Хартманн ничего не сказал.
— Ты помнишь, я знаю. Школьные соревнования в парке. И я там был. — Он снова ткнул пальцем в снимок. — Вот я, в заднем ряду, как всегда, в тени. Я знаю свое место и… — он блеснул очками в свете люстры, — и наблюдаю. Иначе никак. Ты тогда выпил пива, стал засматриваться на девушек. Не уехал сразу после награждения. Скажи мне, Троэльс, ты хотя бы запомнил ее имя? Или имя не имеет значения?
— О чем ты? — пробормотал Хартманн.
— О том, что ты… — Вебер отложил фотографию с Нанной Бирк-Ларсен и взял рамку с портретом четы Кеннеди. — Ты бредишь Белым домом. Я ведь знаю тебя, я вижу тебя день за днем. Я был рядом и знаю, каким ты был до женитьбы и пока был женат, каким стал после… — Он склонился через стол к Хартманну. — Я знаю: ты мечтаешь о Белом доме. Как тут не вспомнить Чаппаквидик?
[11]
Симпатичная девушка, несколько бутылок пива. Я видел, что ты дал ей номер своего телефона. Тогда мне не все было понятно, но… — Пожатие плечами. — Как мы теперь знаем, она спала с Йенсом Хольком. Может, захотела попробовать что-то новенькое из политической элиты? Пополнить свою коллекцию побед? Так или иначе, я видел…
— Мортен…
— Ты дал ей свой номер, потом поехал на Сторе-Конгенсгаде. Ты ждал ее, привез хорошего вина, закуски. Значит, такова схема действий? Я хоть поучусь у тебя.

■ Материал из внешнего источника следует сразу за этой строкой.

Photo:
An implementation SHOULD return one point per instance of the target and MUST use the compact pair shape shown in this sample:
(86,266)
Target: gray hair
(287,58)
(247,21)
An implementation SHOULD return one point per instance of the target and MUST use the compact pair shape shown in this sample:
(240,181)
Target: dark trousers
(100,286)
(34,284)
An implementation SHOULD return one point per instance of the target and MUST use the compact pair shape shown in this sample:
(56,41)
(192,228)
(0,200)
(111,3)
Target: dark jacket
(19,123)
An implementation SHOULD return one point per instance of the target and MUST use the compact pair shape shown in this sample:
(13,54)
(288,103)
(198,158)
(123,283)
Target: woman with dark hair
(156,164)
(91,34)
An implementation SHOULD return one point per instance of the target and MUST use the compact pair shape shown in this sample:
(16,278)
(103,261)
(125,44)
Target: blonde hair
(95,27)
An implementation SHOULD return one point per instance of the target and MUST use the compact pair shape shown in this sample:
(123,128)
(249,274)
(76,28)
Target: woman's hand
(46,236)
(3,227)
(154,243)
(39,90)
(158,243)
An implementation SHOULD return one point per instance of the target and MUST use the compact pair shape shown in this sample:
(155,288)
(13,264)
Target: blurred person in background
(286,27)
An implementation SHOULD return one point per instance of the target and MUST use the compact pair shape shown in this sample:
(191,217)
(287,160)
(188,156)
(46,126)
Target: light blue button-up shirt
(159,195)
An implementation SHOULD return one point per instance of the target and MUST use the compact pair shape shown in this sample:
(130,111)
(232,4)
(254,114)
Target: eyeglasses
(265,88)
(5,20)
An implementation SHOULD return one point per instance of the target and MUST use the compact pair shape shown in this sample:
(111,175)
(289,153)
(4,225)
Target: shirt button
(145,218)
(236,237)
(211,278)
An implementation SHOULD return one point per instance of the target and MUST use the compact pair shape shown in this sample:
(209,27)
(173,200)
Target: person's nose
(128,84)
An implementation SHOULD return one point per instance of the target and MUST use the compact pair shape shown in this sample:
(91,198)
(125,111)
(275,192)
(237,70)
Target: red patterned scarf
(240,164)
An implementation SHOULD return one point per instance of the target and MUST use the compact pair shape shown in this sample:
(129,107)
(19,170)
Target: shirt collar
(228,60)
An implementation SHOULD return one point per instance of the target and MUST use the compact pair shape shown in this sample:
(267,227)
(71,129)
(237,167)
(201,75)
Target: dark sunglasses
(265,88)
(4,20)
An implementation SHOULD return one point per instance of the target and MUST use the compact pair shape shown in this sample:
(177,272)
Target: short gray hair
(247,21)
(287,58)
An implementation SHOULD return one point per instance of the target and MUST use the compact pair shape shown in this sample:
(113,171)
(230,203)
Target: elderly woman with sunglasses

Хартманн тер лоб пальцами:
— Я не помню…
— Когда ты уехал из парка, я отвел девчонку в сторону, отобрал карточку с твоим номером, запугал до смерти. Вот почему она не приехала в тот день в квартиру. Зато приехал я, как бы случайно. А на самом деле хотел убедиться, что ты один. Что ты не развлекаешься со школьницей, которую увидел в первый раз в жизни три часа назад. Теперь вспомнил?
Хартманн молчал.
— Вот так. И когда она погибла, я не мог не задаваться вопросами. Может, она нашла-таки способ встретиться с тобой, та хорошенькая школьница, которая на вид была гораздо старше своих лет.
— Я не убивал ее!
— Я знаю. Теперь знаю. Это хорошо. С этим можно жить. А будь все иначе… Мне бы пришлось принять пару трудных решений. — Он встал, надел пальто. — Еще есть вопросы, Троэльс?